Stiglitz suggests at one point that China might choose to cease "investing" in the U.S., and transfer that investment to its own infrastructure. But, that "investment" in the U.S. (the buying of U.S. debt) is what depresses the value of the yuan relative to the dollar, and tilts private calculations of the profitability of investment in Chinese manufacturing.
"Volatility" is hardly the only factor enhancing the profitability of private investment in Chinese manufacturing. Stiglitz is wrong not to say so plainly.
For the U.S. to assume a less profligate course would require that U.S. consumption -- personal incomes, in commonsense terms -- would have to take a hit. In some combination of higher prices for Chinese imports sold at Wal-Mart, or higher savings from paychecks, or higher taxes, Americans are going to have to accept at least a temporary decline in their standard of living.

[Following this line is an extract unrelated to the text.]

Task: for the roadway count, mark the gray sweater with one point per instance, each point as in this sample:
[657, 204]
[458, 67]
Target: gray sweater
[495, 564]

As a political matter, I doubt that Americans are going to accept the need to consume less, even for a few years, without the advent of some crisis. There is no conceivable political course, which will lead us from our present arrogant, ignorant, fat, dumb and happy state to one, which can be sustained in the long-run. Students of "real business cycles" might focus their attention on this dilemma: you cannot get directly from "here" to "there". Only a "crash" and recession would get individuals to a state, with substantial unemployment and personal anxiety, where policies of increased taxation, personal savings and domestic investment could be accepted together as a "solution."
I submit that we are nearing the point of "hoping" for disaster -- a disaster and a switch to a more far-sighted leadership, willing to rule in the interests of more than one percent of the population.